Aktualna eskalacja napięcia na świecie dobitnie pokazuje, jak wielką rolę w budowaniu światowego pokoju mają do odegrania również religie.
Trzeba wypracować nowe drogi pokoju dla Bliskiego Wschodu i również Kościół katolicki ma tu do spełnienia zasadniczą rolą. Wskazuje na to ordynariusz Bari, gdzie w lutym odbędzie się Synod Morza Śródziemnego, poświęcony właśnie kwestii pokoju.
W spotkaniu weźmie udział również Papież Franciszek, który w 2018 r. zwołał do tego włoskiego miasta patriarchów i zwierzchników wszystkich Kościołów Bliskiego Wschodu. „Była to jedna z Franciszkowych inicjatyw mających na celu przywołać świat do budowania sprawiedliwości i pokoju oraz przypomnieć o konieczności poszanowania godności każdego człowieka.

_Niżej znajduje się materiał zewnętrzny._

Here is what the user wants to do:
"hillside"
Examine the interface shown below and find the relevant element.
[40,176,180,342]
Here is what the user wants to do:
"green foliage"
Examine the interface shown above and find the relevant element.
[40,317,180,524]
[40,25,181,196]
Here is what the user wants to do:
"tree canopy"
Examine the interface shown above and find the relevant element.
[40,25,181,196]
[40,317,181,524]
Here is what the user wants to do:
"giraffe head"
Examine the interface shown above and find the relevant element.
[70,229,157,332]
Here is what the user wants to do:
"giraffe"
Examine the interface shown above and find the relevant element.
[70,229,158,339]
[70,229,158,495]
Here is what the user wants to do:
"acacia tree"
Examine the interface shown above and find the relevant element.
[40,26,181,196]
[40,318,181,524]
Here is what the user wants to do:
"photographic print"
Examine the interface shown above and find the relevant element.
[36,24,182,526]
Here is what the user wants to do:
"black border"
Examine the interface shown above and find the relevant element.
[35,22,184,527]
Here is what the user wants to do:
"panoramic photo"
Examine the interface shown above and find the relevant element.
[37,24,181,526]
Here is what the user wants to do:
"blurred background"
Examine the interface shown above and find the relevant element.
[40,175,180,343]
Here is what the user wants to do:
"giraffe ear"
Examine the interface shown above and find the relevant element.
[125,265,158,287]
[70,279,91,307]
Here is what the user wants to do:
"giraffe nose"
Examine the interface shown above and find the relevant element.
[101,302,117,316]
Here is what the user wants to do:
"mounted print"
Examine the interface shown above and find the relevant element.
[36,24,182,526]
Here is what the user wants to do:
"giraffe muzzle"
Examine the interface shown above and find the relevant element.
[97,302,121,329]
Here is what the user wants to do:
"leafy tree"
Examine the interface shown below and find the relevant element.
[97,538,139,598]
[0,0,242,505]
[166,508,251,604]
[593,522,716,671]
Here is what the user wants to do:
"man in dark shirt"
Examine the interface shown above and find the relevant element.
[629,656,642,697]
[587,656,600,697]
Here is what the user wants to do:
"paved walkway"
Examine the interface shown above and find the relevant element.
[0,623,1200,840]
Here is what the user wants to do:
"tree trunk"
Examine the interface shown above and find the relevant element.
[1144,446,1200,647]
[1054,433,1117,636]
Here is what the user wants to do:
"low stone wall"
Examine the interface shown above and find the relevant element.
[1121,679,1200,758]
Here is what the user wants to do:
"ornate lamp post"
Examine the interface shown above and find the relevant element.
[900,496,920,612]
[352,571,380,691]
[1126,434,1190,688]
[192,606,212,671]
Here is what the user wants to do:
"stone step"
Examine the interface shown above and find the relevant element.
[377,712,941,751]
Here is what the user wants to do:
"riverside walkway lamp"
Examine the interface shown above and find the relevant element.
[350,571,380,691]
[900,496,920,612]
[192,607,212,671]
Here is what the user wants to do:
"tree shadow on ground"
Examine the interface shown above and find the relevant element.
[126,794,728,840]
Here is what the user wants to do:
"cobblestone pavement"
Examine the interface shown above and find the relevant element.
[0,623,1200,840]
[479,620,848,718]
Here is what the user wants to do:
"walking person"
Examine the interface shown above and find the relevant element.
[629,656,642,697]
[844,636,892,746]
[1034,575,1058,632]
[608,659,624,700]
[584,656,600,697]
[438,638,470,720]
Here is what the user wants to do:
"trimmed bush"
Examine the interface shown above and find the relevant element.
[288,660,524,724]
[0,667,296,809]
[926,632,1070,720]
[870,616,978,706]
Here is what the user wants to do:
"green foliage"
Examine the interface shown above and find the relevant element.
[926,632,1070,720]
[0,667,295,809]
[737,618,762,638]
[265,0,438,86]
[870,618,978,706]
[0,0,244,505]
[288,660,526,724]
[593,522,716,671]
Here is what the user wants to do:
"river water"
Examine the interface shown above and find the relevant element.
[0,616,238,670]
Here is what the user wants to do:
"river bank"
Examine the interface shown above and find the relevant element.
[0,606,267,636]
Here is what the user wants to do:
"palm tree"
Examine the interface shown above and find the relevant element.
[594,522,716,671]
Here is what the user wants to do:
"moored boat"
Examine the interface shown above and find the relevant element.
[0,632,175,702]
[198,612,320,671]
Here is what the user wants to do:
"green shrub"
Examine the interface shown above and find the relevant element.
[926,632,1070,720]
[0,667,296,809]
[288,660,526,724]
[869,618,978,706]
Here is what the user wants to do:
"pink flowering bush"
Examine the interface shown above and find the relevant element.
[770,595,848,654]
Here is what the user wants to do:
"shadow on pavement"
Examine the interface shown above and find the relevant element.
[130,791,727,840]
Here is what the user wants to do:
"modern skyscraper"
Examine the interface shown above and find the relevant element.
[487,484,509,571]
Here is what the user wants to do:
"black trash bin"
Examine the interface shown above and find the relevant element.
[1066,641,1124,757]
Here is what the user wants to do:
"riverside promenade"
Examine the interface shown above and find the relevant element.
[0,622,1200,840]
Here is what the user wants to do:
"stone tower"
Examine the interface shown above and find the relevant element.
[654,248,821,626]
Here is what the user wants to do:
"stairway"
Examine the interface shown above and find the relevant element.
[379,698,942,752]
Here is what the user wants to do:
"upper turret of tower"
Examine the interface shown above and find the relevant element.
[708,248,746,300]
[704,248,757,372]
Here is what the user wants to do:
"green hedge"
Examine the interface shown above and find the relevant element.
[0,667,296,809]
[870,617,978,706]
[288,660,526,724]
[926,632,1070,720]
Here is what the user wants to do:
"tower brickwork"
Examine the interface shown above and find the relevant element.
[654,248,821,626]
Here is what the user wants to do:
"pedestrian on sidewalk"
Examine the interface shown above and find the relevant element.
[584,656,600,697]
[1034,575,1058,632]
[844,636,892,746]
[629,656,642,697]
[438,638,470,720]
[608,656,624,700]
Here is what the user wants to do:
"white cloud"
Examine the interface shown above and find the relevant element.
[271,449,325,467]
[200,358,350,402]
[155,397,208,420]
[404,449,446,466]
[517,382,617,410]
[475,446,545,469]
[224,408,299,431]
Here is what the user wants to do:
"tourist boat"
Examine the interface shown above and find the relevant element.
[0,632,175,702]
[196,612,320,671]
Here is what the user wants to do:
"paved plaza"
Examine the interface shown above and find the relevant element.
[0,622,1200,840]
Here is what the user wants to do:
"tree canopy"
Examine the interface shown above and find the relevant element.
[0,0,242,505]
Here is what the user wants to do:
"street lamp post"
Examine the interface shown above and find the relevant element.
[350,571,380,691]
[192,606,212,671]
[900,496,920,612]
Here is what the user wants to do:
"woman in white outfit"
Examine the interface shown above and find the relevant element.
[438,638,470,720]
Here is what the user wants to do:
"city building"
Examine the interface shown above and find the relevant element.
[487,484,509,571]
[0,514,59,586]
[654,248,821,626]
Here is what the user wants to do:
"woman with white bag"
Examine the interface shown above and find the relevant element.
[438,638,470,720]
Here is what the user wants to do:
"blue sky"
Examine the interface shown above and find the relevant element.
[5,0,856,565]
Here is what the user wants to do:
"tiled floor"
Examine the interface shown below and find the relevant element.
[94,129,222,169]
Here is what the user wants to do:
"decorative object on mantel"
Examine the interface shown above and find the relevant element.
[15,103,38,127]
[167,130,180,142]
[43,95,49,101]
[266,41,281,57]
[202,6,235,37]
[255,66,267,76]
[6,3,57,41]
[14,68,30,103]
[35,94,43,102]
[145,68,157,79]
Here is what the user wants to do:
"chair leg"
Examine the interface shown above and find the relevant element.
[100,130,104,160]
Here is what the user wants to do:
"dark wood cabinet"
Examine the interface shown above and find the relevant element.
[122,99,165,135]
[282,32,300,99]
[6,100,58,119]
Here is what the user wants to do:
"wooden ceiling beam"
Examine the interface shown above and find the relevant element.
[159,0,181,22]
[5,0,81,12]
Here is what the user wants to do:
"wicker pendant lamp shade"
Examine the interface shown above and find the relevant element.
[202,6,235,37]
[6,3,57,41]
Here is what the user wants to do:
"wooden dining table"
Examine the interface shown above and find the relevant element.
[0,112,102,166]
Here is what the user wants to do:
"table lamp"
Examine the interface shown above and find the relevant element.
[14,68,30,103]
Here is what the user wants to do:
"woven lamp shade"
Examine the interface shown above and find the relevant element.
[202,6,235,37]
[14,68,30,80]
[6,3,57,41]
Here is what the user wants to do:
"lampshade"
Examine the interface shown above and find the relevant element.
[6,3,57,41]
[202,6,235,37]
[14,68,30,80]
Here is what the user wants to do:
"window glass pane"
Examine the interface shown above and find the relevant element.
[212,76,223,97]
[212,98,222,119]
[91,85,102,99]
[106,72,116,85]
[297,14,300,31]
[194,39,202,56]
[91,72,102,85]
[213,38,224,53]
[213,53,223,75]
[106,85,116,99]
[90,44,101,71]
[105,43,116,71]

Teraz będziemy kontynuować tę ofensywę na rzecz pokoju” – mówi Radiu Watykańskiemu abp Francesco Cacucci.
- Kiedy planowano to spotkanie sytuacja nie wyglądała aż tak dramatycznie. Możemy więc powiedzieć, że zorganizowanie synodu oddaje ważną, powiedziałbym wręcz profetyczną, intuicję biskupów krajów basenu Morza Śródziemnego, którzy chcą pomóc światu podjąć refleksję nad koniecznością budowania pokoju – mówi papieskiej rozgłośni abp Cacucci. – Ufam, że to spotkanie wskaże pewną metodę działania, która powinna charakteryzować nie tylko Kościół katolicki, inne wyznania chrześcijańskie, czy religie obecne nad Morzem Śródziemnym, ale też rzeczywistość polityczną.
Synod Morza Śródziemnego (19-23 lutego br.) będzie odbywał się pod hasłem „Śródziemnomorska granica pokoju”. Wezmą w nim udział biskupi 19 krajów basenu Morza Śródziemnego. Franciszek dołączy do nich w ostatnim dniu obrad i odprawi Mszę wieńczącą spotkanie. Celem synodu zwołanego z inicjatywy przewodniczącego Konferencji Episkopatu Włoch kard. Gualtiero Bassettiego jest wspólna modlitwa i refleksja nad tożsamością i współczesnymi wyzwaniami narodów zamieszkujących rejon śródziemnomorski.